- There were suggestions for diagnoses and treatments.

And sometimes it could be completely crazy and that it did not agree at all with my assessment, said a specialist in general medicine at one of the health centers where Vårdexpressen was pilot tested in the autumn of 2019.

The doctor testified that she eventually ignored the tool's suggestions for diagnoses and made her own assessment.

But she feared that younger and less experienced doctors trusted the tool, which was alleged to contain artificial intelligence.

- I see an enormous risk that it will be wrong.

If they trust the system too much and do not have that experience and trust themselves, the doctor in Malmö District Court said.

Photo: Linda Fridh / SVT

Called the "Care Snail"

At the current health center, the pilot trial was terminated prematurely.

- We made massive criticism of our operations manager, the doctor said and continued:

- As it was presented, this would revolutionize everything and it would be the best tool.

It would be so good for the patients, it would be so good for the staff and above all it would save the doctors an enormous amount of work.

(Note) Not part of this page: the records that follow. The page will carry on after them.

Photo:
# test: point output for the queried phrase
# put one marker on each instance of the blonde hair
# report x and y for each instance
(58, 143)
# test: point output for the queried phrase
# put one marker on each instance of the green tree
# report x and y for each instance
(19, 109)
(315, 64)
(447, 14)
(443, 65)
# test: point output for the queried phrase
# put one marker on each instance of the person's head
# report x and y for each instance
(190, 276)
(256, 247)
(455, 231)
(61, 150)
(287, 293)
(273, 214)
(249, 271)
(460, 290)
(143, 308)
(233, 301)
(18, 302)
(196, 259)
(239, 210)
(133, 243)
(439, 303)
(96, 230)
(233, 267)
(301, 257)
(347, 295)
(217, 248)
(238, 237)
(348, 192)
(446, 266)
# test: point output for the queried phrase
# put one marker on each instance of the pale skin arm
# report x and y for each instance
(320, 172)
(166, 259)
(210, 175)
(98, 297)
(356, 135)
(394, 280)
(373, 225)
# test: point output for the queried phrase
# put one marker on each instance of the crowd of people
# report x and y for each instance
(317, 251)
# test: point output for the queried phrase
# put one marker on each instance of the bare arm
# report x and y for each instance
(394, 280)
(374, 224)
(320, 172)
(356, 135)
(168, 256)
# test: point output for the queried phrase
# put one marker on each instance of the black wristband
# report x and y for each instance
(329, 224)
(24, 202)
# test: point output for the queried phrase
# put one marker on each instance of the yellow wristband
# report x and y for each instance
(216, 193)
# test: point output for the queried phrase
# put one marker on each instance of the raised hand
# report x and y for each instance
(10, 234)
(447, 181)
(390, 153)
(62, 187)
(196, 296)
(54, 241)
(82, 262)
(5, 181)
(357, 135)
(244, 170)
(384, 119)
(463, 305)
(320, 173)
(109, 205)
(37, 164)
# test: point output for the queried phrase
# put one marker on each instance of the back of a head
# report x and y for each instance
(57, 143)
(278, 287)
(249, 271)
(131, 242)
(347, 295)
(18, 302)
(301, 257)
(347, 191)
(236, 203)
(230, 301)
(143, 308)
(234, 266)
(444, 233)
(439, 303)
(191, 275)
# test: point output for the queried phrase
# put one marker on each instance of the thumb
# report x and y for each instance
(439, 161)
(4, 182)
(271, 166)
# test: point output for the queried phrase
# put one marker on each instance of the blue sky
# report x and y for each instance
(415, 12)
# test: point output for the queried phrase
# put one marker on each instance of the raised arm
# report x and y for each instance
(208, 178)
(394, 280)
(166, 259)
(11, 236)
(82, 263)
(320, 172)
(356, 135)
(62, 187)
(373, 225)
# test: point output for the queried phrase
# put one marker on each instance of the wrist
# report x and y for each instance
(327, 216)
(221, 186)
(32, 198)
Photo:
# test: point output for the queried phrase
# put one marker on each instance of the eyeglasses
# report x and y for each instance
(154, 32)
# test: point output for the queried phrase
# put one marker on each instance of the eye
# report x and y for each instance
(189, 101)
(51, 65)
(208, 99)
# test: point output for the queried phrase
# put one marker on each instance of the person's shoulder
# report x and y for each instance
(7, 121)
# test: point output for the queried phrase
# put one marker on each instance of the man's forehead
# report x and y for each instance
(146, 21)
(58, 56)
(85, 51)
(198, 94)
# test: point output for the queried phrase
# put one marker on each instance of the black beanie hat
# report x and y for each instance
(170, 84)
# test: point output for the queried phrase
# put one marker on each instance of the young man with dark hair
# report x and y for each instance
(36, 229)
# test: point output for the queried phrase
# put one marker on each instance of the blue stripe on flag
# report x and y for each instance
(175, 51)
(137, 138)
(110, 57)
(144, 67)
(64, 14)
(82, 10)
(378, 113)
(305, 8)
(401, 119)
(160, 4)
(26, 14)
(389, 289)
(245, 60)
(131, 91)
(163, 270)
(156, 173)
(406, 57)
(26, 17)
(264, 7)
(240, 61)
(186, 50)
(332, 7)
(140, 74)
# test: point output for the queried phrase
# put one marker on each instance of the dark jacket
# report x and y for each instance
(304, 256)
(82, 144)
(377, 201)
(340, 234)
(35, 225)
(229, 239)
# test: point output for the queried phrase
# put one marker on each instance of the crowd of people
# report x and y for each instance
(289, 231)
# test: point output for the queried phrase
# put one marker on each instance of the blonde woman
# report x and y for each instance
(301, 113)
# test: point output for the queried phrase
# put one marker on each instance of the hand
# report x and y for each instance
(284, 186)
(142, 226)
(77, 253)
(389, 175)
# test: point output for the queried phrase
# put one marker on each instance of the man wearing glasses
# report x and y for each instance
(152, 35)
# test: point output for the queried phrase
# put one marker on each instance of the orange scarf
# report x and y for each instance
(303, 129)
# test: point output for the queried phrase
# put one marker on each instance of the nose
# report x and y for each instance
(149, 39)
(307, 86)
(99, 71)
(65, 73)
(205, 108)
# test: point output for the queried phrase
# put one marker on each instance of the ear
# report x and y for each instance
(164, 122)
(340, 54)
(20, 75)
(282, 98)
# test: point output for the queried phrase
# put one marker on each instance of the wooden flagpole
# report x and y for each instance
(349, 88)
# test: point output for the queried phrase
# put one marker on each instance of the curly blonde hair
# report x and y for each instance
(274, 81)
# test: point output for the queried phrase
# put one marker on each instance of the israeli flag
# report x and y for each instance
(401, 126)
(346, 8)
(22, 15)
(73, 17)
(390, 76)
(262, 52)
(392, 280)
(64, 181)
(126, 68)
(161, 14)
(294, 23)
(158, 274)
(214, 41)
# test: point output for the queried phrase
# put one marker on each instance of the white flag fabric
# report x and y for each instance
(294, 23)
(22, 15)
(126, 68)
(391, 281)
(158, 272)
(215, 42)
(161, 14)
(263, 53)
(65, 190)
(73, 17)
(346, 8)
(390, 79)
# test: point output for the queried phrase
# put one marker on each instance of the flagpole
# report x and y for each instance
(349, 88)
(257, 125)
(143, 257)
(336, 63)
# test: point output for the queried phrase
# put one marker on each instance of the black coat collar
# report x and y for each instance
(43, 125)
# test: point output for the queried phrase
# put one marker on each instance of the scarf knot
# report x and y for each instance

None of these things were fulfilled.

I renamed the system "Care Snail" because it took such a terrible time.

"Thousands of diagnoses"

When District Attorney Thomas Forsberg questioned Damon Tojjar about how many diagnoses Läkarexpressen, later called Vårdexpressen, could handle, he replied the following:

- All diagnoses can be entered in Läkarexpressen.

It's about thousands.

The prosecutor also asked questions about how the care tool used AI, artificial intelligence.

Tojjar answered the question evasively, but at the same time firmly emphasized that the tool was an AI system.

"It was patient dangerous"

The prosecutor also called Kristina Sundquist, professor of general medicine, to testify at the trial.

- Today there is no working tool anywhere in the world where you can make diagnoses, said Professor Sundquist, also operations manager at the Center for Primary Care Research in Malmö, and continued:

- I became very, very skeptical when I first heard that you would have a diagnostic tool in primary care.

Primary care is not a diagnosis, it is all diagnoses, all symptoms, all signs of illness.

I see this as an impossible task at present and definitely nothing for a small company.

- I judged that it was patient dangerous, said Kristina Sundquist.

Rejects the criticism

Damon Tojjar repeatedly claimed in court that the Health Express did not pose a danger to patients' safety.

- There is no diagnosis that can risk misleading the care staff, said Damon Tojjar, in questioning with his defender Lars Kruse.

- Do you think that this tool in any way risks patient safety?

asked lawyer Kruse.

- No.

All decisions are made by licensed healthcare staff, said Vårdinnovations' former CEO Damon Tojjar.